[Zope-dev] ZCatalog sort_on considered harmful

Toby Dickenson tdickenson@geminidataloggers.com
Wed, 9 Feb 2000 14:39:53 -0000


I have observed suprisingly poor ZCatalog performance when using the sort_on
parameter in some specific (but fairly common) circumstances. The problem is
due to the loop begining line 507 in Catalog.py, which traverses the whole
index of the sort key.

It is very efficient if the result set contains items with duplicate sort
key values. For example sort_on='author', since many objects may have the
same 'Author' property.

However it is not efficient if the result set does not contain duplicate
sort values, and it can be very inefficient if the result set only contains
a small subset of the values in the whole sort key index (for example,
sort_on='create_date').

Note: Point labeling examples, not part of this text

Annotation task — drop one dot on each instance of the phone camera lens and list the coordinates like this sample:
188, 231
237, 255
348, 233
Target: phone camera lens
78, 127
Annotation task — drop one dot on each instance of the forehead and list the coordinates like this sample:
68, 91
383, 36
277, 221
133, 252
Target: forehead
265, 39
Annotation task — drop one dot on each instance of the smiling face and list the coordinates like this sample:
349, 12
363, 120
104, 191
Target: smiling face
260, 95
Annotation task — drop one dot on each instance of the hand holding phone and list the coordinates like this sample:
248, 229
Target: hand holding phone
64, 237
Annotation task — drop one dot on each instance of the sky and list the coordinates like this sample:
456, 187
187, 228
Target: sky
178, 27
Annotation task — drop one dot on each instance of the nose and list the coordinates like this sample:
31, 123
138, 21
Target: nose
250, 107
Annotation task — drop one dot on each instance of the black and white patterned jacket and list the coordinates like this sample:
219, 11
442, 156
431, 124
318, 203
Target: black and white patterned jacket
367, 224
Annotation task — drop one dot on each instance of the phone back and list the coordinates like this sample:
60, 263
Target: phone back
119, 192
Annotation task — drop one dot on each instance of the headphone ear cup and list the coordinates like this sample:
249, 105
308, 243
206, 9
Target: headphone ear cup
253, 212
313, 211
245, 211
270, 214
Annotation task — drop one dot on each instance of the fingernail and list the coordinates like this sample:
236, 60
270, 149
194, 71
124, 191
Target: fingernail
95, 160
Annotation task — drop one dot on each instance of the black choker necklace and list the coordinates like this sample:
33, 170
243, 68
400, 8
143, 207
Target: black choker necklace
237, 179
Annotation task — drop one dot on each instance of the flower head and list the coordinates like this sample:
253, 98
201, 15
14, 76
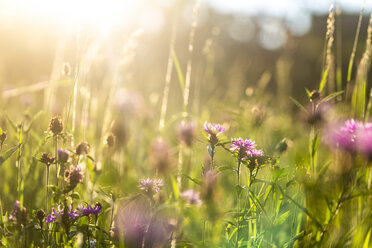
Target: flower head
191, 197
63, 155
56, 125
150, 186
242, 147
47, 159
73, 176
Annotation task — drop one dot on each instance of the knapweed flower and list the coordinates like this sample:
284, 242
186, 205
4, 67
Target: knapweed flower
3, 137
63, 155
213, 130
56, 125
82, 149
242, 147
19, 214
73, 176
47, 159
191, 197
110, 140
88, 210
62, 214
187, 132
150, 186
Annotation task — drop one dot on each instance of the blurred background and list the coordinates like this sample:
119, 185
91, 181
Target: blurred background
237, 43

The change below switches between two different
schemes, based on the relative sizes of the index and result set.

Any comments?

                # sort.  If there are scores, then this block is not
                # reached, therefor 'sort-on' does not happen in the
                # context of text index query.  This should probably
                # sort by relevance first, then the 'sort-on' attribute.
                if len(rs)>len(sort_index._index):
                    # We have more hits than _unique_ values in the sort-key
index.
                    # This means that many of the hits have the same value
sort-key.
                    # We can use the index to efficiently partition all the
hits into
                    # those groups, then sort the groups.
                    for k, intset in sort_index._index.items():
                        if type(rs) is IIBType:
                            intset=rs.intersection(intset)
                        else:
                            intset=intset.intersection(rs)
                        if intset: 
                            append((k,LazyMap(self.__getitem__, intset)))
                else:
                    # We have more unique values in the sort-key index than
                    # we do hits. I think the indexes are of no help here.
                    for r in rs:
 
append(sort_index._unindex[r],LazyMap(self.__getitem__,[r]))


(also added to the collector)


Toby Dickenson